Here are the most important results and why they matter:
- Pure RL works: DeepSeek-R1-Zero learned strong reasoning without any human-labeled training. For example, on a hard math test (AIME 2024), it improved from about 16% to 71% accuracy, and up to 86.7% with majority voting (picking the most common answer from many tries). It also started “thinking longer” on tough problems and developed behaviors like checking its own work—almost like a natural “aha moment.”
- Readability and general skills improve with a small cold start: DeepSeek-R1 (with a little curated training data before RL) became both smarter and easier to understand—cleaner reasoning, fewer language mix-ups, and better summaries. It reached performance close to OpenAI’s o1-1217 on math and coding and stayed competitive on knowledge tests.
- Strong benchmark performance:
- Math: DeepSeek-R1 scored around 79.8% on AIME 2024 and 97.3% on MATH-500—among the best.
- Coding: On Codeforces (a real competitive programming platform), it reached a rating of 2029, higher than about 96% of human competitors tested in that slice.
- Knowledge and writing: It did very well on exams like MMLU and in writing tests (AlpacaEval and ArenaHard), showing it’s not only good at math but also at general tasks.
- Distillation makes small models powerful:
- Smaller models trained on DeepSeek-R1’s outputs became strong reasoners.
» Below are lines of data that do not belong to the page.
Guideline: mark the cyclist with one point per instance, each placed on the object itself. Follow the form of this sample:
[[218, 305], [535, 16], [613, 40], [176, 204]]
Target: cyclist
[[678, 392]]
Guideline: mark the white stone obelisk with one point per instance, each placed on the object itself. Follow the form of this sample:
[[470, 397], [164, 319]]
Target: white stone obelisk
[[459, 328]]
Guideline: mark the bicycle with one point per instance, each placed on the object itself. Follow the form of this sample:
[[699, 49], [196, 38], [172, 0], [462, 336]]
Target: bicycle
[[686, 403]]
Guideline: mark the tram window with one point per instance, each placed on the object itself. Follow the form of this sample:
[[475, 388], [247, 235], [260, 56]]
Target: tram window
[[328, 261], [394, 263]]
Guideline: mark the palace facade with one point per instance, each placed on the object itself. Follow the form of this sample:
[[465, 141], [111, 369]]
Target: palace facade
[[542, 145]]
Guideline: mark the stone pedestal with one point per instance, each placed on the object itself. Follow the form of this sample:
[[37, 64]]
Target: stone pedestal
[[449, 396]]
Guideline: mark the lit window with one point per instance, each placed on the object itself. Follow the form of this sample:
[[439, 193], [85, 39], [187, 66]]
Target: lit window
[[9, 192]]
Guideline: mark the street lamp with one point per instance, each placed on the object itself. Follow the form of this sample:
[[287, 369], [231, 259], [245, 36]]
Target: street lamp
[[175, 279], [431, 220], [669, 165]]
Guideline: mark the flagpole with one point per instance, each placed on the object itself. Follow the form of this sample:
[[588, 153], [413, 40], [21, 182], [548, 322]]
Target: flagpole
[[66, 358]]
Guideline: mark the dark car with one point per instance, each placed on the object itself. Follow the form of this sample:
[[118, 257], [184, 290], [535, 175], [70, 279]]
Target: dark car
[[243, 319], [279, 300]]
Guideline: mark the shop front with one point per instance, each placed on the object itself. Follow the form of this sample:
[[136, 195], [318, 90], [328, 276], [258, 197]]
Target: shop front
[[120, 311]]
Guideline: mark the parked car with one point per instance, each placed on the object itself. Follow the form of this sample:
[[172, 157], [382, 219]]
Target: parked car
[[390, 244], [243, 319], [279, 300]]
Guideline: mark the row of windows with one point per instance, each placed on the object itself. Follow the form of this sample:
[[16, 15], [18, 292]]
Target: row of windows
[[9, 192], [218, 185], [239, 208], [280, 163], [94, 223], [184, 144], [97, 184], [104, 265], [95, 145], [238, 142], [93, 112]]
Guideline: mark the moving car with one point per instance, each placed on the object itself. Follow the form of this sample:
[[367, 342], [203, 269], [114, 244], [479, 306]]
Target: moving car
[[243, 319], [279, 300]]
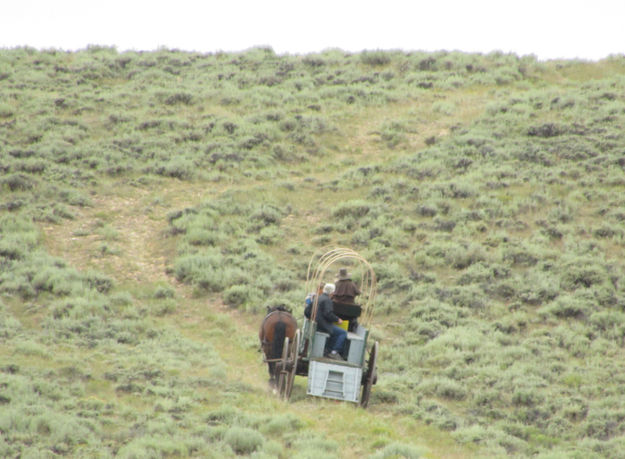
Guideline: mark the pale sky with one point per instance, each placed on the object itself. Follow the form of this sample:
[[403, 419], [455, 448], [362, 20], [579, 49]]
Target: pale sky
[[548, 29]]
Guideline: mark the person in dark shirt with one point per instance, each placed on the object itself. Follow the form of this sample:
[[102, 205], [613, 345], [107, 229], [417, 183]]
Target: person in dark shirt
[[346, 290], [326, 323]]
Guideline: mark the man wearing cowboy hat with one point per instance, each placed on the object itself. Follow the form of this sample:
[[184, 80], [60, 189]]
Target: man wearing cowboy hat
[[346, 290]]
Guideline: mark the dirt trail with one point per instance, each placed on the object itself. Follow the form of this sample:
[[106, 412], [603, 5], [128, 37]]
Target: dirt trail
[[124, 234]]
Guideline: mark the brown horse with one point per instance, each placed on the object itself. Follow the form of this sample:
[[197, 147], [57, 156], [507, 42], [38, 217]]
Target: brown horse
[[277, 325]]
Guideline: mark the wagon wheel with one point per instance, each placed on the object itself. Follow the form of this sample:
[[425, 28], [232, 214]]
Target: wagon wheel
[[281, 367], [371, 376], [292, 366]]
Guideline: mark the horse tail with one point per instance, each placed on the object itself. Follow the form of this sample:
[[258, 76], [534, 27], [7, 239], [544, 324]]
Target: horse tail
[[279, 332]]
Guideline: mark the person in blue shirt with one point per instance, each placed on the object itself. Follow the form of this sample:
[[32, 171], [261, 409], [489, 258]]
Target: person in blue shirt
[[326, 323]]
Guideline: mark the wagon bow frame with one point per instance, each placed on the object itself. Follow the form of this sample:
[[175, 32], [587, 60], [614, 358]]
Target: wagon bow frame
[[320, 265]]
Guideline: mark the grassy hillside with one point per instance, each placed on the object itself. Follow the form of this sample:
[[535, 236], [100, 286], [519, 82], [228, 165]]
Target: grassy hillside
[[153, 204]]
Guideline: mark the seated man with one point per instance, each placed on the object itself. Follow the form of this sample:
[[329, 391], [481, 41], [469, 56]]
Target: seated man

For example, a 14B distilled model beat a well-known 32B open-source model (QwQ-32B-Preview) on key benchmarks.
- The 32B and 70B distilled models reached near state-of-the-art results among dense (non-MoE) open models.
- Practical lessons:
- Reward models judging the “process” can cause “reward hacking” (the model learns to game the scoring rather than truly reason), so the authors leaned on rule-based checks and careful training.
- Search-based methods like MCTS (used in games like Go) didn’t scale well for language reasoning because the “search space” of text is too big and hard to measure step-by-step.
Why does this matter?
- RL can teach AI to reason: This shows that an AI can develop complex reasoning skills by practicing and getting feedback, even without huge sets of human-annotated examples.
- Clearer, safer, more helpful AI: With a small amount of human guidance and careful rewards, the model’s thinking becomes readable and aligned with what users want.
- Better, cheaper models for everyone: Distillation means strong reasoning can be shared with smaller models that are cheaper to run, helping researchers, students, and developers.
- Open-source impact: The authors released models and checkpoints (from 1.5B up to 70B) so the community can build on this work.
Simple takeaways and future impact
- You can teach a model to think better just by rewarding it for good problem-solving and clear explanations.
- Adding a small starter set of good examples makes the model’s thinking easier to read and improves general usefulness.
- Big models can “teach” small models, spreading advanced reasoning more widely.
- This approach could improve AI tutors, coding assistants, math solvers, research helpers, and any tool that benefits from careful, step-by-step thinking.
- Future models may push reasoning further by combining smarter RL strategies, better reward design, and improved safety and clarity—bringing AI closer to truly reliable, general problem-solving.